We define the $s$-sparse hypercube in $\mathbb{R}^d$ as \begin{align} \mathbb{H}_s = \bigl \{ {\bf{v}} \in \{ -1, 0 , 1\}^d \colon \| {\bf{v}} \|_0 = s \bigr\}, \end{align} where $ \| {\bf v} \|_0 $ is the number of nonzeros of vector ${\bf v}$. Note that $\mathbb{H}_s$ contains ${d \choose s}\cdot 2^s$ elements. I was wondering what is the structure of $ |\langle {\bf v}_1 , {\bf v}_2 \rangle| $ for $ {\bf v}_1 , {\bf v}_2 \in \mathbb{H}_s$.
For any fixed ${\bf v}$, define $$ M_k = \#\bigl \{ {\bf v}_1 \in \mathbb{H}_s\colon | \langle {\bf v}_1 , {\bf v} \rangle| = k \bigr\} $$ as the number of vectors in $\mathbb{H}_s$ whose inner product with ${\bf v}$ is $k$ or $-k$. Here $k \in \{ 0, 1,\ldots, s\}$.

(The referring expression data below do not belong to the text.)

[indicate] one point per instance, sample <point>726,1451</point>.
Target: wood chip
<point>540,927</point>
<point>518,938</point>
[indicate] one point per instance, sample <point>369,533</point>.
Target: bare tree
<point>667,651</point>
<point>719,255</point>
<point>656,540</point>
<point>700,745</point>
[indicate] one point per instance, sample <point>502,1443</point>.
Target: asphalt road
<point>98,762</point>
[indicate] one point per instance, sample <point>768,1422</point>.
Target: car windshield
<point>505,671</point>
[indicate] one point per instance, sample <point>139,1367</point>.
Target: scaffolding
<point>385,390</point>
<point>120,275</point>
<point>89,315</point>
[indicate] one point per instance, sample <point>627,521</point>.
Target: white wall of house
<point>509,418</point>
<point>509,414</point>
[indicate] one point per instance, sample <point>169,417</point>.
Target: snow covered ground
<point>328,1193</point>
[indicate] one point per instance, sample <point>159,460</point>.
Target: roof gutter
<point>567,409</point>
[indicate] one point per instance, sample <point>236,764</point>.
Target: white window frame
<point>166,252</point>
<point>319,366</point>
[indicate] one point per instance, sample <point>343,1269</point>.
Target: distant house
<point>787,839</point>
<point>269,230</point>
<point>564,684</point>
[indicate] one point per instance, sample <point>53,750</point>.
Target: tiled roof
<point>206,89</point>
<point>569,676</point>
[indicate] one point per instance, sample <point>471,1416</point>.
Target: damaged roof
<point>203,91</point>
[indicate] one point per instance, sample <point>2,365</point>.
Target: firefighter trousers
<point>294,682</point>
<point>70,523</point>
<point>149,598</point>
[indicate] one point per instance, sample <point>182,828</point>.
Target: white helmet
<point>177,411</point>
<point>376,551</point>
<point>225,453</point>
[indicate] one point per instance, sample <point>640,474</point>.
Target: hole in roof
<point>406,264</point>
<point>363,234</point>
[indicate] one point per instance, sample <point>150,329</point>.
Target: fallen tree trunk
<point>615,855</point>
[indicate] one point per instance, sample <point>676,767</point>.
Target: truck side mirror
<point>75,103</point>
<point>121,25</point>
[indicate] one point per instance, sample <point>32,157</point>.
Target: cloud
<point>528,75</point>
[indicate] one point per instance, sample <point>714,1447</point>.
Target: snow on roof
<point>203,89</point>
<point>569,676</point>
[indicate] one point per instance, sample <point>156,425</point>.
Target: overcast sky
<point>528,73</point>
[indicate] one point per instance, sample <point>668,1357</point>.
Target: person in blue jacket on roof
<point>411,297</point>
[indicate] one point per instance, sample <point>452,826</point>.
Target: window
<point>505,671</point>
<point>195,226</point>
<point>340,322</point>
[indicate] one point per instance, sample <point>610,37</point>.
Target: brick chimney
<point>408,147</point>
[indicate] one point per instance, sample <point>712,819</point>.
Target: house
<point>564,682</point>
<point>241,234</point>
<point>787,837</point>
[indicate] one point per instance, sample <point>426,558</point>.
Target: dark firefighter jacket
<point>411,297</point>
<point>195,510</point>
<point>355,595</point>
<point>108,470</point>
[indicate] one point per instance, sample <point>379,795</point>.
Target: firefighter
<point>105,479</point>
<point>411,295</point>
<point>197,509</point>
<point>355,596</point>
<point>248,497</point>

I was wondering if we can derive some upper bound on $M_k/ M_{k-1}$ for all $k$. Or can we directly compute $M_k$ or derive some simple upper bound that can tell us the growth of this number?
From a probabilistic point of view, if ${\bf v}$ is uniformly taken over $\mathbb{H}_s$, what is the distribution of $M_k$ like?